The decision to build a new church in Střešovice, beside today’s Sibelova Street, was made at the end of the 19th century. The church construction was initiated by the abbot of the Premonstrat’s monastery Zikmund Starý. The church was consecrated to St. Norbert as this Saint was a founder of the Premostrats’ Order. The church was designed in neo-Romanesque style by František Rožánek. The foundation stone was laid in 1890 and the church was then consecrated on 12th July 1891.

The church building is 44m in length, 13m in width and 15m in height and its ground plan forms the shape of a cross. The tower of the church is situated at its front face. The building also has two chapels at its sides. The inside of the church features one main and two lateral altars.

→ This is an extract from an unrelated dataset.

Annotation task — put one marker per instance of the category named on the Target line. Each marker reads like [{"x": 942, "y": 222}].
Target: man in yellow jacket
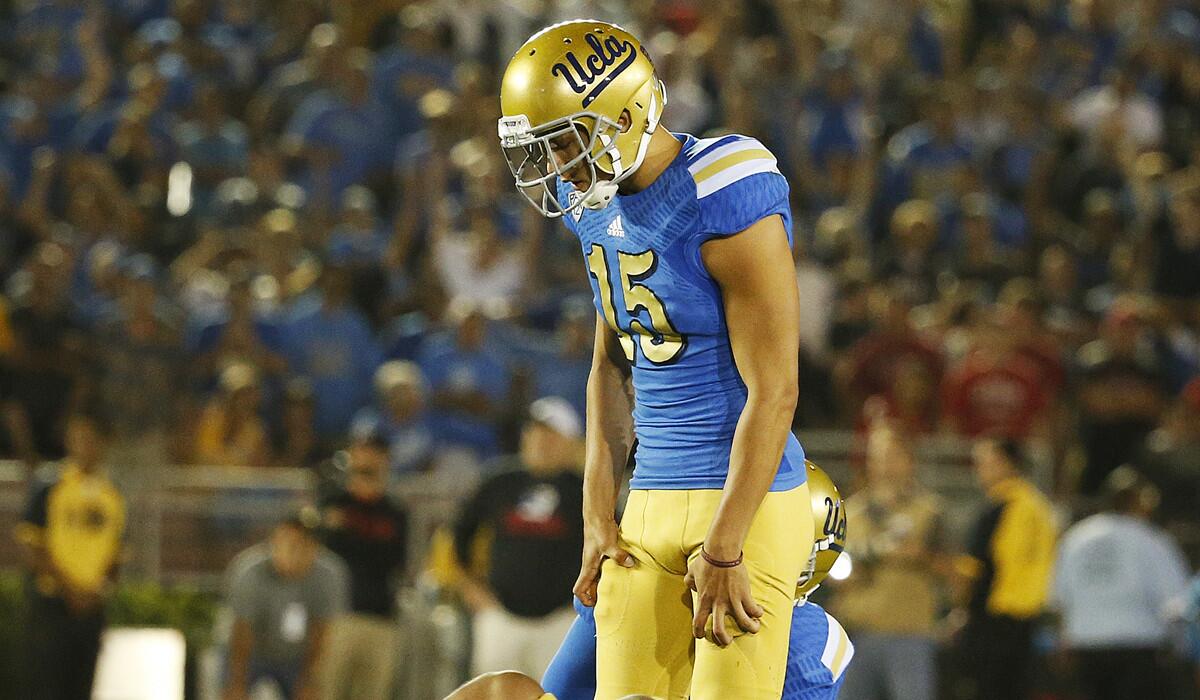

The prismatic tower is adorned with curved moulding and with piedroits, triangle gables and with an octahedral helmet roof crowned with spire and finial. The smaller windows below the gables are three-folded joined windows of the neo-Romanesque period. The tower is accessible by the stone stairs, which leads up to the organ-loft. From here we can walk the wooden stairs up to the tower top. The two original bells that used to be hanging here were confiscated during the First World War. The two following bells were confiscated as well but during the Second World War. Recently the tower houses the bell from 1611 transferred here from the church of St. George in Jevany-Aldašín and the bell called Felix made in Pasov. The church of St. Norbert also features a classic Sanctus steeple with a bell from 1891.